Folklore and mythology run deeply through the veins of RIBOCA2’s curation, which weaves together an array of diverse participants some of whom do not identify as artists or academic artists, a conscious choice that has carefully crafted a narrative to change the perception of how we think of an artist and art, a typically elitist world of privileged gatekeepers with sophisticated expensive art school degrees.

Common themes found in Latvian culture such as the changing of seasons, the fertile land and the family are found throughout the Biennial and breathe life into the notion of finding solace in nature as the forest in Latvia is considered a sacred place.

Nikolay Smirnov, Religious Libertarians
Nikolay Smirnov, Religious Libertarians

One of the most fascinating examples of this is the work of Russian artist Nikolay Smirnov. For RIBOCA2 he created an installation entitled Religious Libertarians stemming from his research on contemporary religious libertarianism in Russia and the Baltics. His work focuses on cultural practices and scientific knowledge at the intersection of philosophy, art and everyday life. His archival presentation featured a variety of masks, suits and costumes belonging to different groups and individuals. 

The objects presented reveal a confrontation between contradictory histories. Masks from the Stalt family from a Livonian tradition kept alive by members of the family. The Stalts identify themselves as part of this historical community, and maintaining their specific language, songs and rites and having been active participants of the struggle for Latvia’s independence from USSR during the late 1980s. 

Nikolay Smirnov’s work strives to acknowledge the value that alternative beliefs have as alternative ways of making worlds.

In the age of climate change, Lithuanian artist Augustas Serapinas work, such as Mudmen shown at RIBOCA2, engages us to face a destabilizing reality and to imagine the kinds of rituals we could find to replace our traditional customs. He builds from the traces of human relations and sensitivity to nature and our environments. 

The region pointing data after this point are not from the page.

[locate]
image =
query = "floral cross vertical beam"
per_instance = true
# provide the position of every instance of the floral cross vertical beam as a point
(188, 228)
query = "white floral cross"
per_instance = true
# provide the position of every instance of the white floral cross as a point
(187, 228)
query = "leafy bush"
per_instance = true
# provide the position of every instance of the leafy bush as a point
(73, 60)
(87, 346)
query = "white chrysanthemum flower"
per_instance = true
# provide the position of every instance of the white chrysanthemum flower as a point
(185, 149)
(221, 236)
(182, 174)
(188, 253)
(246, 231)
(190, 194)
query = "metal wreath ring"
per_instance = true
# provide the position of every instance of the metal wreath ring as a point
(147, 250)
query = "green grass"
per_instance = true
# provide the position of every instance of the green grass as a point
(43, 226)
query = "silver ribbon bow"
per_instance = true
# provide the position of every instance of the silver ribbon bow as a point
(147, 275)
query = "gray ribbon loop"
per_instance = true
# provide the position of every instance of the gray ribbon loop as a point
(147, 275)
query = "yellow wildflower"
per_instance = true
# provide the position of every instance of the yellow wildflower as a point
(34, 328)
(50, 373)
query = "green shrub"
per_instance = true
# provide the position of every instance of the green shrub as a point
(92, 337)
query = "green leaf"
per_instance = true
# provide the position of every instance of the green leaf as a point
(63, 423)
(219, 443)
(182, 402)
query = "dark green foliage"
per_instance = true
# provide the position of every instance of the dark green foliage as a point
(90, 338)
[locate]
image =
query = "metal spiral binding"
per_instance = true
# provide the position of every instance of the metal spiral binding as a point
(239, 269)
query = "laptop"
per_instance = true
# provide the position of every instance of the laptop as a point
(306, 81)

For RIBOCA2 he planned to make clandestine copies of a hundred snowmen found on the streets of Riga during the snow season as an homage to children’s creativity and an illustration of the collaboration between personal imagination and meteorological conditions. Due to climate change and historically warm weather, no snowfall happened this past winter. 

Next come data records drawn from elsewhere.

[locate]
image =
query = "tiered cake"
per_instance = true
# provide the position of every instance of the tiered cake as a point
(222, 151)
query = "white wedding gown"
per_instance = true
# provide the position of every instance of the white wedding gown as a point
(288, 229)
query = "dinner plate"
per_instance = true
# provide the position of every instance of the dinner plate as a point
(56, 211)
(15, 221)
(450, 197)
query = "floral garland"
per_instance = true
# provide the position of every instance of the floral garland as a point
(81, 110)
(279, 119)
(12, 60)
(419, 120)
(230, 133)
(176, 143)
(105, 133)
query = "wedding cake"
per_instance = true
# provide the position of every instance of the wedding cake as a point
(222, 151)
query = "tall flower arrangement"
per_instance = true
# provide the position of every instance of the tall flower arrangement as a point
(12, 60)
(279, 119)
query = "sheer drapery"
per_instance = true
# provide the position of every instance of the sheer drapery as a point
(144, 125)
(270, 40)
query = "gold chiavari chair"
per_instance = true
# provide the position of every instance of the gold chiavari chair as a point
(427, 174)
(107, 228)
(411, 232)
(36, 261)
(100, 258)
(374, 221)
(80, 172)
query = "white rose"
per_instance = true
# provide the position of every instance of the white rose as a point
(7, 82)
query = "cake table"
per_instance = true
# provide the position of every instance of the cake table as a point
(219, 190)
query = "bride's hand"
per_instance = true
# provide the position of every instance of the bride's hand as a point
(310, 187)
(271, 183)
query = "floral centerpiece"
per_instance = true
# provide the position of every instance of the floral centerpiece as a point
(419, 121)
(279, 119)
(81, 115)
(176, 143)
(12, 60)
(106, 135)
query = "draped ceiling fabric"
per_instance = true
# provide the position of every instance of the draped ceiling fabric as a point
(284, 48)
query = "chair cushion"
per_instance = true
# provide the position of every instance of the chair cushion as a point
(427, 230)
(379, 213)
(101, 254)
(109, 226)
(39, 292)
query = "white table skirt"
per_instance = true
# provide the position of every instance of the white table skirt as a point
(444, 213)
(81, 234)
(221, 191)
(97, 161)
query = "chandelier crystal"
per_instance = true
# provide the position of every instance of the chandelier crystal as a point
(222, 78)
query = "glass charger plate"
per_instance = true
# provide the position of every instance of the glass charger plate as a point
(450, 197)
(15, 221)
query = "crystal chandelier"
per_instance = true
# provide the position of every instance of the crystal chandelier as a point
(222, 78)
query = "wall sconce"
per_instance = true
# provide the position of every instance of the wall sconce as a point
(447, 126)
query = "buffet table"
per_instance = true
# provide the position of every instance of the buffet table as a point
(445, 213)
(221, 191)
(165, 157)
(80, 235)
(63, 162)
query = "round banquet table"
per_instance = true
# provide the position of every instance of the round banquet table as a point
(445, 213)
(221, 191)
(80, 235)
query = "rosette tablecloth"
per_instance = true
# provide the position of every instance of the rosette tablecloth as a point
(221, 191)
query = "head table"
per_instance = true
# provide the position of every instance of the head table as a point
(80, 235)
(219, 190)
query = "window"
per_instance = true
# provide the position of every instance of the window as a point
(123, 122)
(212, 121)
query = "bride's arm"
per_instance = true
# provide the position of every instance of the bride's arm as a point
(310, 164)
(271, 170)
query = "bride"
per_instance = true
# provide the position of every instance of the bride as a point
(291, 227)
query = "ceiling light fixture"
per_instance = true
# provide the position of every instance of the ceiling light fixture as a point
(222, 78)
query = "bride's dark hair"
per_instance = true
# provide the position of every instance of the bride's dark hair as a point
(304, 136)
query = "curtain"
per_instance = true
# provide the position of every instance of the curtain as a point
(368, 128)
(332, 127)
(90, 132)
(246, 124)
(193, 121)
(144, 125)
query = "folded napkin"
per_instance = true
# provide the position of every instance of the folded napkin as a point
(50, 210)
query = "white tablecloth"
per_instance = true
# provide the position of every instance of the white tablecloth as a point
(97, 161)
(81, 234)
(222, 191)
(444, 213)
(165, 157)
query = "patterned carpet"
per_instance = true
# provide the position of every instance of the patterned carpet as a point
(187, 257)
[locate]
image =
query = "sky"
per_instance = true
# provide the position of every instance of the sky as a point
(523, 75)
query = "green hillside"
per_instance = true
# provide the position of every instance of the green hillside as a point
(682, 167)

Instead, he started working with soil, showcasing the highly resourceful and creative responses humans can have when faced with increasing scarcity. 

Augustas Serapinas, Mudmen
Augustas Serapinas, Mudmen

The incredible and highly innovative 3 Pavaru Restorans (the three chefs restaurant) created a fully immersive menu for RIBOCA2 based on the Latvian solar calendar in the form of nine courses, detailing the historical celebrations such as Midsummer. Guests travel through an entire year of harvest experiencing food that was forbidden during Soviet times.

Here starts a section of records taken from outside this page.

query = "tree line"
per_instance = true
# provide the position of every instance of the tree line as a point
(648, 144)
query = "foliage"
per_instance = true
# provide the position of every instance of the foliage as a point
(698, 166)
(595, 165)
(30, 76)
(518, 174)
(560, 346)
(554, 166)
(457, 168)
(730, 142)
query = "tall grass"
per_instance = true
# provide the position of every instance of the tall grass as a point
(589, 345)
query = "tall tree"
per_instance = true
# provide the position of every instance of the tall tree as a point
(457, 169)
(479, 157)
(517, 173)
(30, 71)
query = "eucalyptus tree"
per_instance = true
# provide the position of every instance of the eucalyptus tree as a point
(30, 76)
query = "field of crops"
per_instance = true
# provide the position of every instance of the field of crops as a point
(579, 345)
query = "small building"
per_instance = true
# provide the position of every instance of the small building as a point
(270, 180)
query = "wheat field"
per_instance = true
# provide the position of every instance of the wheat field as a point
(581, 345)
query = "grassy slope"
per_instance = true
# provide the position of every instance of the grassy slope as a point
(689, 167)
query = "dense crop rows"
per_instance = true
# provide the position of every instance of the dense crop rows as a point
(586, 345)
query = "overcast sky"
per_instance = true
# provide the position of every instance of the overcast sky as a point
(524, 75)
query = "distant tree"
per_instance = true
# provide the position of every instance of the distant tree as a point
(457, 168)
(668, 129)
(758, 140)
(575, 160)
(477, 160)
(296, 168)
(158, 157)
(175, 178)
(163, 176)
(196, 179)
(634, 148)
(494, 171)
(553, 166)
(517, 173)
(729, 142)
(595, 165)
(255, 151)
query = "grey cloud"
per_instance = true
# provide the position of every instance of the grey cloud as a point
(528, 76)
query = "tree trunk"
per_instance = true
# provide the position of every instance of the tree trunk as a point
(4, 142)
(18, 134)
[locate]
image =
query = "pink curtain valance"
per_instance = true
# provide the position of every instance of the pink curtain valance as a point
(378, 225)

The chefs, who approach cooking as a way of uniting biology, art, history, politics and fashion, worked with small-scale local suppliers for the menu and spent months researching with the aim to put the world on a plate while exploring our relation to food and nature.

It may be the American artist Bridget Polk, who is known for her gravity-defying rock installations, though whose work fully mirrors our current collective anxiety and being plunged into the deep unknown.

Her work, which uses the process of balancing rocks, looks at the power of an invisible material and the idea of fragility and time and accepting that all things start, end and collapse.

While the Biennial came to life in a completely reinvented and unorthodox format during the most unprecedented of times, it proposes questions for us all to dive deep into and will live on as a feature film, shot during the course of the event. Co-directed by local filmmaker and theorist Dāvis Sīmanis, the release is set for early 2021 as a feature-length film for all to experience and ponder the growing possibilities of the future.